Apple's AirTags have already been used for good and for bad in cases involving the tracking of individuals, but now a German researcher has used one in an expose of government secrets.
Activist Lilith Wittmann claims that she has uncovered how Germany's little-known Federal Telecommunications Service is actually a "camouflage authority" for a secret intelligence agency. Initially she wrote how she "accidentally stumbled upon a federal authority that does not exist."
Now Wittmann has detailed her subsequent and extremely thorough attempts to prove her suspicion. She has methodically gone through every step of learning what she can of the intelligence agency, including where it is.
Some of the steps she details are no longer possible to reproduce, such as her initial one of simply looking up a list of federal authorities online. Similarly, Wittmann includes transcripts of phone calls with an official whose cell number that she reports then ceased working.
Through calls like that, IP searches, and even driving to official buildings, Wittmann worked to track down the mysterious Bundesservice Telekommunikation, or Federal Telecommunications Service.
She establishes multiple reasons to believe it is part of the Federal Ministry of the Interior (BMI), and ultimately concludes that there are actually two "camouflage" authorities. Both are allegedly a secret part of an intelligence agency named the Federal Office for the Protection of the Constitution.
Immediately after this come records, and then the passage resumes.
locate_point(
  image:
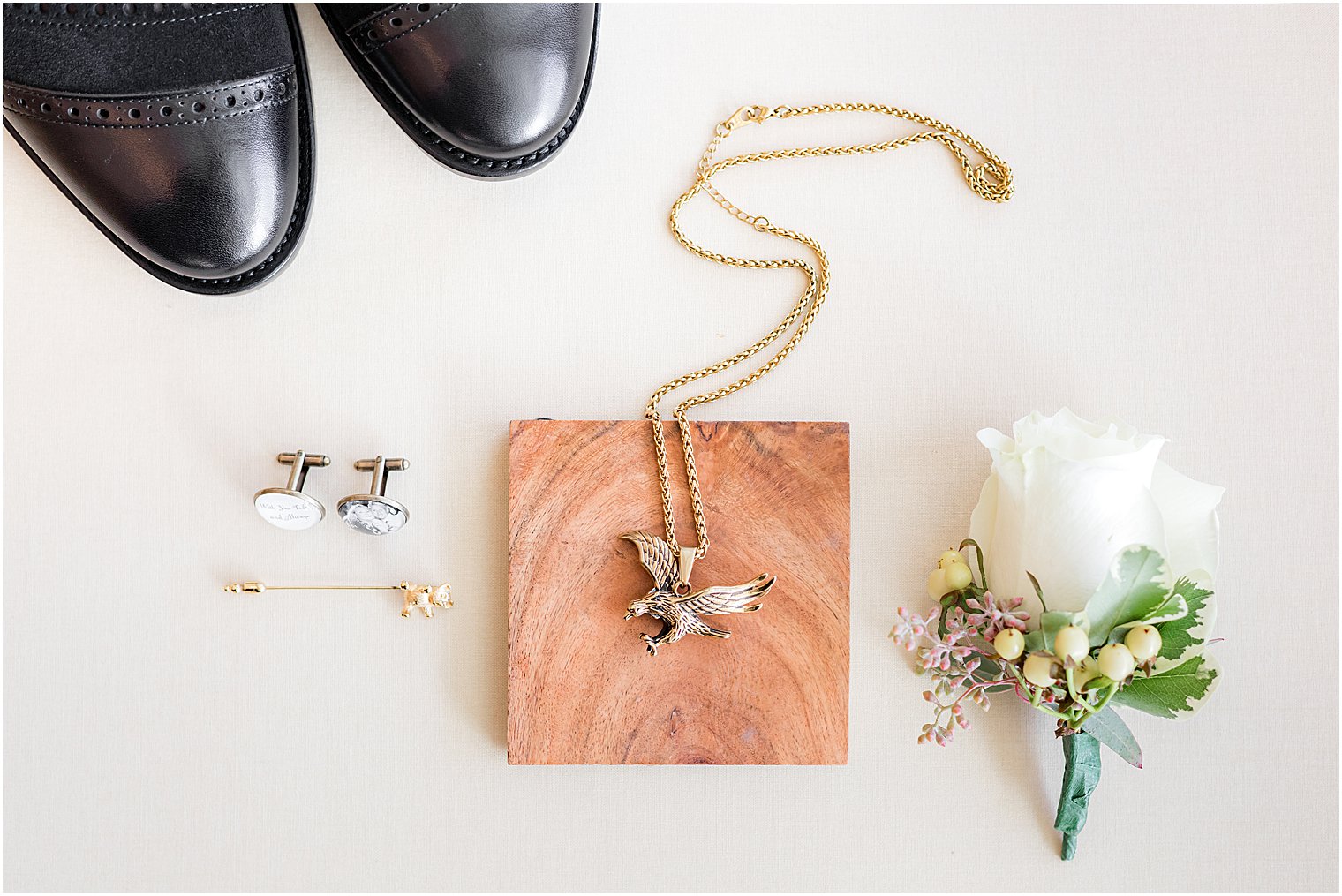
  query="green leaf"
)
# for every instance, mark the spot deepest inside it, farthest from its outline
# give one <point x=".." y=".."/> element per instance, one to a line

Wittmann says that everyone she spoke to denied being part of this intelligence agency. But what she describes as a "good indicator," would be if she could prove that the postal address for this "federal authority" actually leads to the intelligence service's apparent offices.
"To understand where mail ends up," she writes (in translation), "[you can do] a lot of manual research. Or you can simply send a small device that regularly transmits its current position (a so-called AirTag) and see where it lands."
She sent a parcel with an AirTag and watched through Apple's Find My system as it was delivered via the Berlin sorting center to a sorting office in Cologne-Ehrenfeld. And then appears at the Office for the Protection of the Constitution in Cologne.
So an AirTag addressed to a telecommunications authority based in one part of Germany, ends up in the offices of an intelligence agency based in another part of the country.
Wittmann's research is also now detailed in the German Wikipedia entry for the federal telecommunications service. It recounts how following her original discovery in December 2021, subsequent government press conferences have denied that there is such a federal telecommunications service at all.
In her latest post detailing her research, activist Wittmann says she is continuing in a forthcoming third part in her series. In the meantime, she writes that the intelligence service can keep the AirTag. "I heard they are supposed to be very expensive," she concludes.